Ali Lanewala, associate faculty at CBEC, believes that it is difficult for people to express ideas in a language that they never use for regular conversation. He recounts that introducing a mix of Urdu and English in his sessions to facilitate interactive discussion transformed his teaching experience. Nida Wahid Bashir, also associate faculty at CBEC, relates that nurses and paramedical staff attending her sessions on medical error and negligence find it cathartic to discuss cases in Urdu, a language in which they can easily express their emotions. Nonetheless, bioethics literature and resources are still primarily in English.
This brings us to another challenge in bioethics pedagogy. When viewed through a different cultural and linguistic framework, some bioethical concepts may not truly connect to lived experience. During a survey at two hospitals in Karachi, Farhat Moazam recalls asking patients in the waiting areas how they would describe a ‘good’ doctor, and an ‘ethical’ doctor. To facilitate respondents, the term ‘ethical doctor’ was translated into Urdu as ‘Ba-akhlaq Daktar’. The results were surprising: using the Urdu term ‘ba-akhlaq’ (ethical) yielded very different connotations from the English word ‘ethical’, possibly corresponding to classical virtue ethics. Participants’ responses mostly characterized an ‘ethical’ doctor as a compassionate, parental figure who cared for patients as though they were kin. There was no reference to informed consent. Moreover, the respondents saw no difference between a good doctor and an ethical doctor, and only 2 respondents mentioned professional expertise as a characteric of a good doctor.

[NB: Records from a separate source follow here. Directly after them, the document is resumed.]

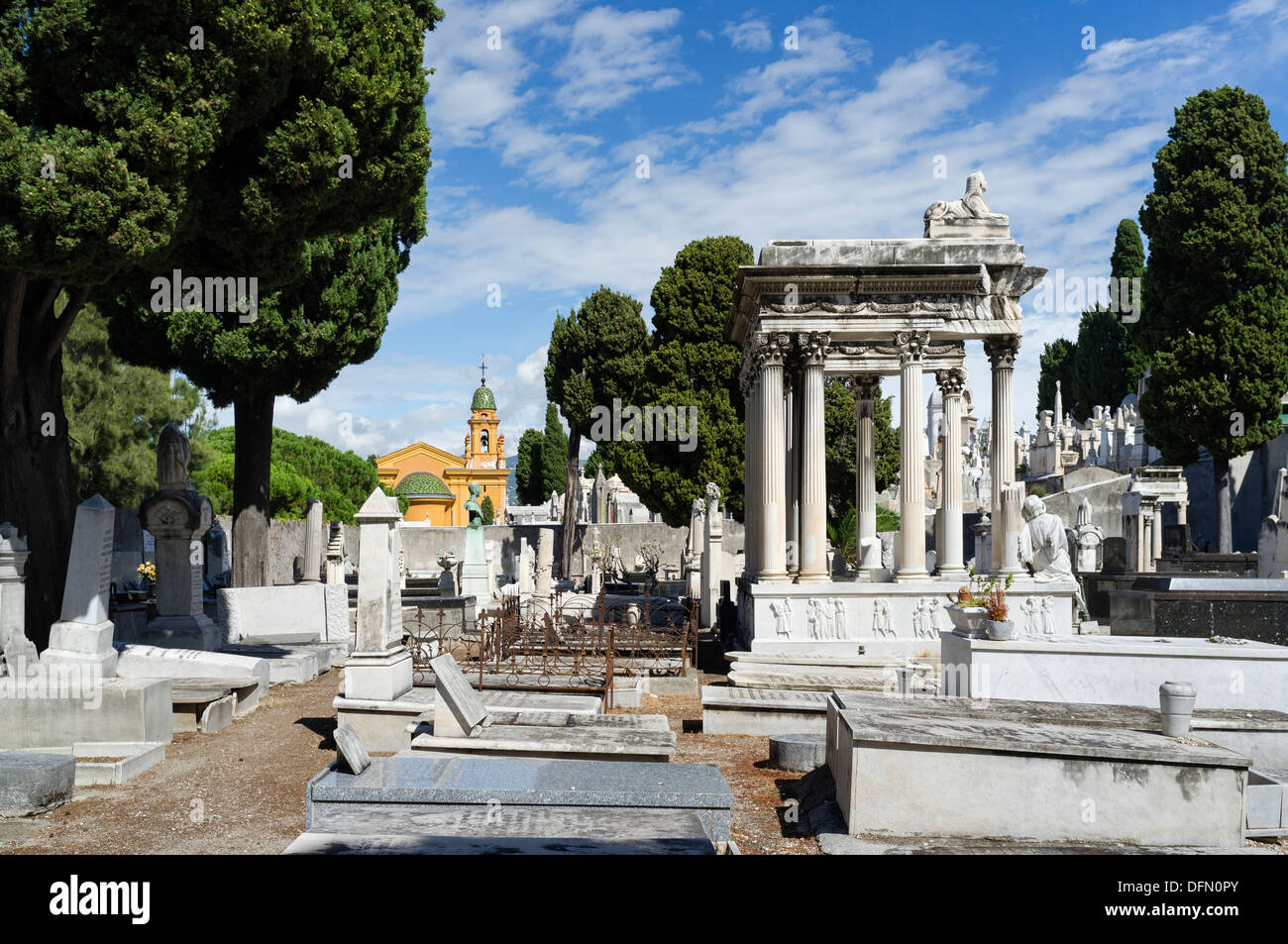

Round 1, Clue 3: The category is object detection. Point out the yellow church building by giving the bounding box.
[376,374,510,527]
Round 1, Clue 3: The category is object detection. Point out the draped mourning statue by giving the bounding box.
[158,422,192,492]
[1019,494,1073,582]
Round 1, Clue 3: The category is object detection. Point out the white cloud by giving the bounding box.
[306,3,1285,455]
[555,7,698,117]
[720,13,774,52]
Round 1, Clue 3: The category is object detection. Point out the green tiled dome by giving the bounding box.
[394,472,452,496]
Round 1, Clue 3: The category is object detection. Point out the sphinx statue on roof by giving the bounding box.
[922,170,1012,239]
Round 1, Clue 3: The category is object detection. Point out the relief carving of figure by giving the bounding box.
[872,600,894,638]
[769,599,793,636]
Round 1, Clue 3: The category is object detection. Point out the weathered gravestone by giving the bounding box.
[335,722,371,774]
[0,523,39,677]
[40,494,116,679]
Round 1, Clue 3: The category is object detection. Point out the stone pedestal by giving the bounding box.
[139,489,223,651]
[461,527,486,605]
[40,494,119,678]
[0,523,39,675]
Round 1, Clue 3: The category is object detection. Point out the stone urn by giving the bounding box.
[984,619,1015,640]
[944,602,986,639]
[1158,682,1198,738]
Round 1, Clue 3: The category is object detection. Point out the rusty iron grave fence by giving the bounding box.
[403,591,697,708]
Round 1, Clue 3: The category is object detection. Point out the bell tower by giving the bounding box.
[465,361,505,469]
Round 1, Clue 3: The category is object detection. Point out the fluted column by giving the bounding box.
[742,364,761,580]
[896,331,930,580]
[984,335,1020,574]
[854,373,881,577]
[756,335,791,580]
[935,367,966,579]
[783,368,802,574]
[1149,502,1163,571]
[796,331,831,583]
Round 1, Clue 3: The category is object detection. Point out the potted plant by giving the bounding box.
[134,561,158,596]
[984,587,1015,639]
[944,567,1015,639]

Another example is that of teaching concepts such as ‘rights’ to people who live In a closely-knit, highly interdependent, collectivistic society. ‘Rights’ can be translated as Haq or huqooq abstractly but the Urdu words carry different undertones, for a haq (right) exists within a relationship and is tied to someone else’s obligation, for instance, the obligation of children to respect their parents and obey them. Hence, several foundational notions in bioethics, such as autonomy, informed consent, privacy, etc., may seem unfathomable, or at least, not fully relatable, when transplanted to countries such as Pakistan.
Teaching and developing bioethics resources in local languages is an important step towards making the discipline accessible. But to become fully relevant, bioethics education has to be rooted in local cultural realities and cognizant of the historical and social trajectories that have shaped the expression of both language and morality.